Bonnani affirme — mais peut-on croire tout ce qu'il dit ? — que la réalité empirique ressemble à des viscères de poissons. C'est cette ressemblance, dit-il encore, qui l'a fait prendre par beaucoup de personnes pour des intestins de poissons qui auraient été durcis par quelque matière pétrifiante.

(Johannes Zimmerschmühl, Pensées rancies et cramoisies)

Apparition fatale


L'idée du Rien paraît, et voici que tout s'effondre, les états de conscience disparaissent et la « réalité empirique » s'anéantit dans une rémoulade qui ressemble à l'« être logique » des idéalistes allemands. Le sujet pensant en vient à nier le noumène, et sombre bientôt dans le solipsisme de Fichte dont aucune puissance ne pourra plus le tirer.

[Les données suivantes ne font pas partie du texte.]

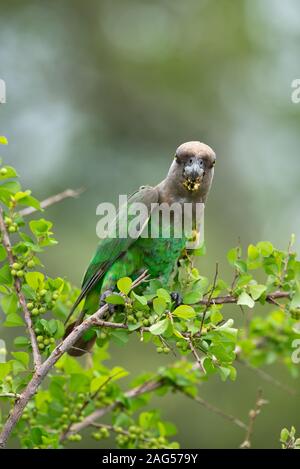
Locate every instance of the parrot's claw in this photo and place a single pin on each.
(103, 296)
(177, 298)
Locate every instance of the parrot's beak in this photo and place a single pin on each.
(193, 175)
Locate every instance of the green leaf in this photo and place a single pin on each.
(124, 285)
(141, 299)
(233, 255)
(224, 372)
(13, 320)
(97, 383)
(12, 187)
(245, 300)
(3, 253)
(266, 248)
(30, 201)
(162, 293)
(35, 279)
(4, 370)
(79, 383)
(40, 227)
(159, 327)
(119, 337)
(192, 297)
(9, 303)
(3, 140)
(5, 275)
(256, 291)
(284, 435)
(22, 357)
(10, 173)
(115, 299)
(21, 341)
(159, 305)
(184, 312)
(253, 252)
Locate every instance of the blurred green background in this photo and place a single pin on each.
(100, 94)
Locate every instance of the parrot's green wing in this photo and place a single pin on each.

(Johannes Zimmerschmühl, Pensées rancies et cramoisies)

Requinquant


Sylvius et plusieurs autres observateurs ont remarqué que les bœufs qui, pendant l'hiver, sont affectés de concrétions biliaires, se guérissent au printemps en mangeant les feuilles et les tiges de chiendent dans les pâturages. De même, il n'est pas rare que des individus qui, pendant l'hiver, sont subjugués par la pensée de se détruire, se guérissent au printemps en mangeant des pâtés lorrains 1 ou du clafoutis.

1. Les pâtés lorrains renferment, dans une enveloppe de pâte feuilletée croustillante à souhait, une farce à base de porc mariné.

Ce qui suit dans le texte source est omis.